Reputation: 13
I am new to pytorch, have started coding from one month. this is my gru code
hidden_size = 32
gru_layers_count = 2
encoder = nn.GRU(hidden_size,
hidden_size,
num_layers = gru_layers_count,
batch_first = True, bidirectional=True)
ip = torch.randn(64, 100, hidden_size)
op, hn = encoder(ip)
print(op.shape, hn.shape)
the output is:
torch.Size([64, 100, 64]) torch.Size([4, 64, 32])
here I am actually concerned with the shape of hn
, its start dimension size is 4 so I am assuming it is 2 gru * 2 directions.
however I am a little confused on the arrangement.
So my question is, is it like first 2 are forward and last 2 backward hidden states. or it is alternate forward and backward hidden states ?
is the following is the correct method to extract only forward gru states ?

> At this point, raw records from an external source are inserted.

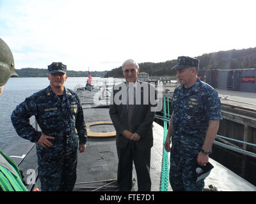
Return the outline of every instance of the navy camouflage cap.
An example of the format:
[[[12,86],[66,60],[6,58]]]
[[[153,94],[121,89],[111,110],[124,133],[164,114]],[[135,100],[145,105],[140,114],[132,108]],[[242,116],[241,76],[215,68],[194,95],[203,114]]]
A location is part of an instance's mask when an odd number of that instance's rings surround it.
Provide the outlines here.
[[[184,68],[199,67],[199,59],[188,56],[180,56],[178,57],[178,62],[177,65],[172,67],[171,69],[182,69]]]
[[[67,66],[61,62],[52,62],[48,66],[48,72],[50,74],[54,74],[58,72],[67,73]]]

forward_hidden = hn[[x for x in range(0, gru_layers_count * 2, 2)], :, :]
Upvotes: 1
Views: 24
Reputation: 5508
The shape of the hidden state is (D*num_layers, N, H_out)
where D=2
for bidirectional.
The hidden state tensor alternates forward/backward for each layer. The documentation isn't super clear, but this is what they mean by For bidirectional GRUs, forward and backward are directions 0 and 1 respectively
.
You can separate the forward/backward states as follows:
hidden_size = 32
gru_layers_count = 2
encoder = nn.GRU(hidden_size,
hidden_size,
num_layers = gru_layers_count,
batch_first = True, bidirectional=True)
ip = torch.randn(64, 100, hidden_size)
op, hn = encoder(ip)
forward_states = hn[0::2]
backward_states = hn[1::2]
Upvotes: 0